Skye's leather shirt didn't serve him in this weather, and he yearned for the pea jacket and woolen skull cap he had traded long before. A few trappers had buffalo coats to warm them. The Creoles had blanket capotes, practical hooded affairs sewn from a trade blanket Skye knew he would need such gear fast or go under, so he ransomed his future to buy an old blanket capote from Broussard, a giant Canadian, and good gloves from Adams, one of the free trappers. Not even that was enough, because his feet froze. Many of the men had woolen or fur leggins, and so Skye bargained for a pair of these as well, and then rabbit-fur liners for his moccasins. By the time he was properly outfitted, he owed seventy dollars on top of his two debts to the company—one for the equipment he drew at the rendezvous, and the other for the outfit provided him by Sublette. Next summer, when debts and wages were squared, he would still be in the hole.
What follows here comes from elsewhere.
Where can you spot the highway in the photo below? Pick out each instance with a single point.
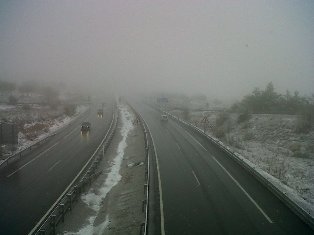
(206, 192)
(30, 186)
If this was November in the northern mountains, he wondered what January would be like. But by then the brigade would be holed up in Crow lodges, awaiting the return of spring and the second bout of trapping. His days were filled with hard work, which never ceased, although some brief interludes of warm weather made life easier. Sublette had led them over the pass into the Three Forks basin, and had set up camp close to the pass—an avenue of escape if they ran into Bug's Boys. This was Gallatin River country, and beaver flourished on every tributary, offering Sublette an incredible harvest.

Sublette made Skye the camp tender for Bridger and Fitzpatrick, and thereafter Skye was responsible for the horses of both men as well as his own, plus cooking, shelter, fire, and fleshing and drying the pelts. Skye felt lucky to work for two of the wiliest veterans in the mountains. He cut deadwood and kept fires going, fleshed and dried the thick pelts on willow hoops. He tended the horses, keeping an eye on them night and day, keeping them picketed and hobbled and on good grass. Once, when the snow rose higher than they could paw through, Bridger showed him something: he cut green cottonwood limbs and let the horses gnaw on the soft bark.